Kathy used Apple Aperture for her book productions previously but for her latest book on Namibia she tried Lightroom 4’s Blurb plug in for the first time. I am a Lightroom user and was very interested about her account of the experience.
Over to Kathy…
1. Quality of both is very good. Blurb doesn’t offer the image wrap cover + dust jacket as apple does but I thought the linen cover was quite fine. (I went with the standard black, tho’ the premium oatmeal colour was appealing.) Paper quality is very good in both. Colour reproduction also very good in both, altho’ the text on the cover of my Namibia book turned out to be pinker than I wanted (it was supposed to match the blowing sand on the dunes below it) and I had just calibrated my monitor.
2. Price of blurb books (even without using the discount codes I received) is considerably cheaper than the equivalent apple product. (About half price with the discount code!)
3. Shipping – Blurb’s willingness to ship worldwide is a very BIG plus to me. Apple will at present ship only to an address within the country where the book is ordered. So, even for our friends in the US, I have to order the book (from the US), have it shipped to me and then turn around and ship it back to the US to whoever I’m sending it to. Shipping costs and delivery times were comparable between the 2 products. Blurb’s shipping to you in SA quite amazed me … I ordered it on March 19th (Tuesday) and by the following Monday it was on a FedEx truck in SA for delivery to you. (Actual delivery was a couple of days later b/c no one was home.) And the delivery cost from Blurb for that service was about 1/3 of what we paid to send the last book to you via Canada Post, and that one took at least 6 weeks to arrive!
4. Interface with Lightroom – I loved the way LR and Blurb interface. In the past, I’ve always edited a bunch of photos (always far more than I end up using) in LR, then exported them and re-imported them into Aperture, where I made the book. And if I needed to fill in a few gaps I had to do that all over again. But this time I started with just a couple of hundred photos and found it easy to return to my originals to grab a few more and do a quick edit on them, as I needed them.
5. Layout – There are plusses and minuses to both systems in terms of layouts. I liked the fact that in Blurb I could put in any colour of background page I wanted.

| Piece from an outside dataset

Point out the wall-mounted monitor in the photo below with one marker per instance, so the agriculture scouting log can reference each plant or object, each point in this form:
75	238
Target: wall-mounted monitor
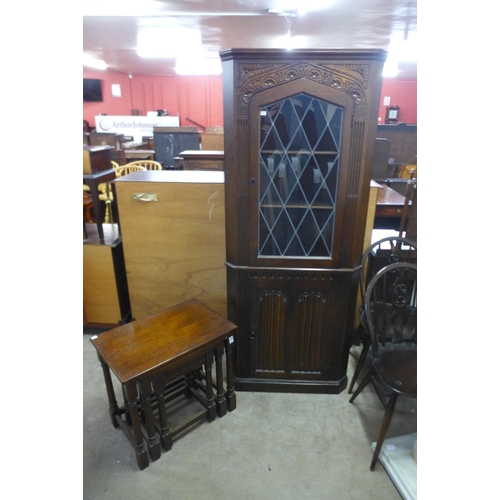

Aperture has a few set colours, depending on the theme you choose, and that’s it. I missed the ability to inset a small pic or two onto another larger one, as I could with Aperture. I know there is a Blurb layout that allows this but there are no frames around the smaller photos and I didn’t really like the result so ended up never using it. Aperture allows you to frame any photo and also determine the colour and width of the frame. (I think this is probably possible in Blurb too, by doing a layout in the LR print function, but that seems too cumbersome to me.) Overall, I found the Blurb layouts less flexible than the Aperture ones, but perhaps that is because I had figured out a way with Aperture to clear all the layout off a page and then insert whatever size boxes I wanted. Text too I found more difficult with Blurb. For example, I couldn’t get the text on the spine of the Namib book to go sideways, but I’m onto another book now and it went in that way w/o a hitch. I know that there’s a fair amount of flexibility with Blurb, in terms of sizing and aspect ratio of the photos as well as with placement of the text. I just need more experience with the program, I expect, to figure it all out.
6. I thought of a couple of other things about Blurb that I really like too – first, the ability to share an electronic version of the book with friends & family – not everyone is nearby and can see the hard copy; and secondly, the ability to buy an iPad version of the book for under $10. Both great (non-traditional) ways to share the book with others.
In summary, I’d say I was very satisfied with the Blurb experience. (Had a little hiccup placing my first order but customer service was fast and responsive so I was happy.) I’m making another book now and began by thinking I’d do it quickly using Apple, but after toying around a bit there I decided Blurb was really a better way to go. I doubt if I’ll ever go back to using Apple again.